In other words, Paul is saying that the believer who desires to be godly will avoid evil and be attached to good.

Two principles of final application:

1.  This principle characteristic of godliness is not optional, it is essential.

Without love, you cannot demonstrate godliness to the world.

2.  The price of godliness is not partial, it is comprehensive.

The original language in Paul’s letter implies the comprehensiveness of this subject.  Everything that is evil, avoid; everything that is good, cling to.

The pursuit of godliness involves everything you are, everything you have and everything you do.

We sing it, but do we recognize the comprehensive nature of the godly call.

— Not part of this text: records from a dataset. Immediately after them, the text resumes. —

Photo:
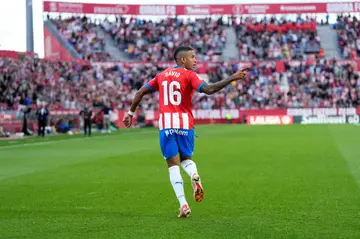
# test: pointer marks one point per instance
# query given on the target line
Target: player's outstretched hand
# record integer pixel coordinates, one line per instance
(127, 120)
(241, 74)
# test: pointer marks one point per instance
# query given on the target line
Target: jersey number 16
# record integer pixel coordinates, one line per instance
(170, 91)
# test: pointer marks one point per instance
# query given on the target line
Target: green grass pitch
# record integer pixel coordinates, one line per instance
(296, 181)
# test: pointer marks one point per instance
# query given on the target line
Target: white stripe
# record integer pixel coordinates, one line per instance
(94, 137)
(185, 120)
(176, 121)
(167, 120)
(160, 123)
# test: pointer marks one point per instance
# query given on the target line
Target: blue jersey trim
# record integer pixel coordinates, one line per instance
(201, 85)
(150, 88)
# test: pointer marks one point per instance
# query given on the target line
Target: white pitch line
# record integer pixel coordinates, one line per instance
(69, 139)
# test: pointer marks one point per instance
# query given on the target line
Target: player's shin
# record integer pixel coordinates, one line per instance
(177, 184)
(189, 167)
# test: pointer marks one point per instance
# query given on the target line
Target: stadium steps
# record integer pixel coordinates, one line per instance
(54, 32)
(231, 51)
(111, 48)
(328, 40)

Love so amazing, so divine,

Demands my soul, my life, my all!

While visiting in Haiti in the early 1900’s, Dale Hayes heard a pastor illustrate to his congregation the need for a total pursuit of Christ-likeness . . . nothing held back.   He told of a man he knew who wanted to sell his house for $2,000. Another man badly wanted it, but couldn’t afford the full price.  After much haggling over the price, the owner agreed to sell the house for half the asking price with one stipulation; he would retain ownership of one small nail protruding from just over the front door.  The man agreed.  After several years, the original owner wanted the house back, but the other man refused.  They had settled on the price and the he owned the house, all except for that one nail.  So, the first owner went out, found the carcass of a dead dog, and hung it from that single nail he still owned, just over the front door.  It wasn’t long before the house became uninhabitable, and the family was forced to sell the house to the owner of the nail.  The Haitian pastor went on to illustrate; giving ourselves to Christ must be comprehensive . . . we dare not leave one small nail for the enemy to control, we must give our entire house to Christ.

This is the message of verse 9.  Love – comprehensively – nothing held back.

Abhor evil . . . not most of it . . . clean house . . . get rid of all of it.  Don’t leave even the smallest nail for the enemy to manipulate.  You can’t imagine what he can do with one small nail-hold in your heart!

And cling to what is good . . . not a passing fancy; this is not a one night stand – this is a wedding – this is a marriage where, as God is your witness, you cleave to that which is good. 

Do this, and you will be riding along a road that will be marked by your own demonstration of godliness.